EU tariff on lobster clears final hurdle, opening market for Maine exports

File photo / Laurie Schreiber An agreement to eliminate tariffs on live and frozen U.S. lobsters is expected to boost sales of Maine lobster to European markets.

The European Union has finalized an agreement to eliminate tariffs on live and frozen U.S. lobsters, retroactive to Aug. 1.

The deal should substantially boost sales of Maine lobster to European markets. The agreement is expected to last for five years, with the EU taking steps to make it permanent, according to a news release.

“This is a step in the right direction for U.S. lobster businesses,” said Annie Tselikis, executive director of the Maine Lobster Dealers Association.  

In years past, the European Union had been a top destination for American lobster, accounting for approximately 15% to 20% of annual lobster exports.  

But in 2017, the Comprehensive Economic and Trade Agreement was implemented between Canada and the European Union, reducing tariffs to zero on live Canadian lobsters and eliminating tariffs over a period of several years on frozen and processed Canadian lobsters.  

That agreement put American lobster exporters at a serious disadvantage because, unlike Canadians, American exporters were facing tariffs of between 8% and 30% to sell into the 27-nation union.
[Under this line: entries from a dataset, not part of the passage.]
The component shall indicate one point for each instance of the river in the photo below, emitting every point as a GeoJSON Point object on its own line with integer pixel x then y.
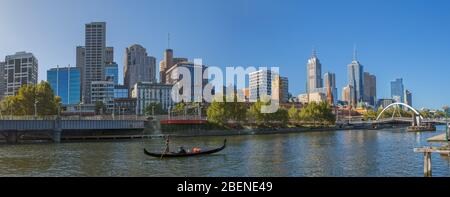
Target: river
{"type": "Point", "coordinates": [367, 153]}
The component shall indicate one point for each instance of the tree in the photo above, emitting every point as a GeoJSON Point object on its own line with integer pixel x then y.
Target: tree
{"type": "Point", "coordinates": [155, 108]}
{"type": "Point", "coordinates": [280, 116]}
{"type": "Point", "coordinates": [293, 114]}
{"type": "Point", "coordinates": [255, 112]}
{"type": "Point", "coordinates": [220, 112]}
{"type": "Point", "coordinates": [99, 107]}
{"type": "Point", "coordinates": [370, 115]}
{"type": "Point", "coordinates": [317, 112]}
{"type": "Point", "coordinates": [23, 103]}
{"type": "Point", "coordinates": [217, 113]}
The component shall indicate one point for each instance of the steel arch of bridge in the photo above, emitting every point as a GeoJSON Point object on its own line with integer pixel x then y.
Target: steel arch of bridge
{"type": "Point", "coordinates": [402, 104]}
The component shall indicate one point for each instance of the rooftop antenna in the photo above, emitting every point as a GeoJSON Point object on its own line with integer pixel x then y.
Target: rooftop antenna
{"type": "Point", "coordinates": [355, 53]}
{"type": "Point", "coordinates": [314, 53]}
{"type": "Point", "coordinates": [168, 40]}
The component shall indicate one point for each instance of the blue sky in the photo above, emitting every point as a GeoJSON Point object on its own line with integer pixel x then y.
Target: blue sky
{"type": "Point", "coordinates": [395, 38]}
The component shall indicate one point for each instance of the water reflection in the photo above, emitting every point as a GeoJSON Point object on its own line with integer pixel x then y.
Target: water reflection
{"type": "Point", "coordinates": [330, 153]}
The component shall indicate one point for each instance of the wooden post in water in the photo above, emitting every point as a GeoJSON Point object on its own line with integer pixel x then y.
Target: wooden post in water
{"type": "Point", "coordinates": [427, 151]}
{"type": "Point", "coordinates": [427, 164]}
But in November, a trade committee of the EU Trade Committee voted overwhelmingly to advance what the dealers association called a “Lobster Mini Deal,” to eliminate tariffs on lobsters exported from the United States to Europe and apply Most Favored Nation status to the product.

Last week’s deal was solidified after President Donald Trump signed a proclamation.

The state's congressional delegation including U.S. Sen. Susan Collins, R-Maine, advocated for the agreement and raised the concerns of the lobster industry to the White House and U.S. Trade Representative Robert Lighthizer.

“We are grateful for the attention and support from Sen. Collins and the entire Maine delegation as they have played a critical role as a facilitator between the industry and the Office of the U.S. Trade Representative,” Tselikis said.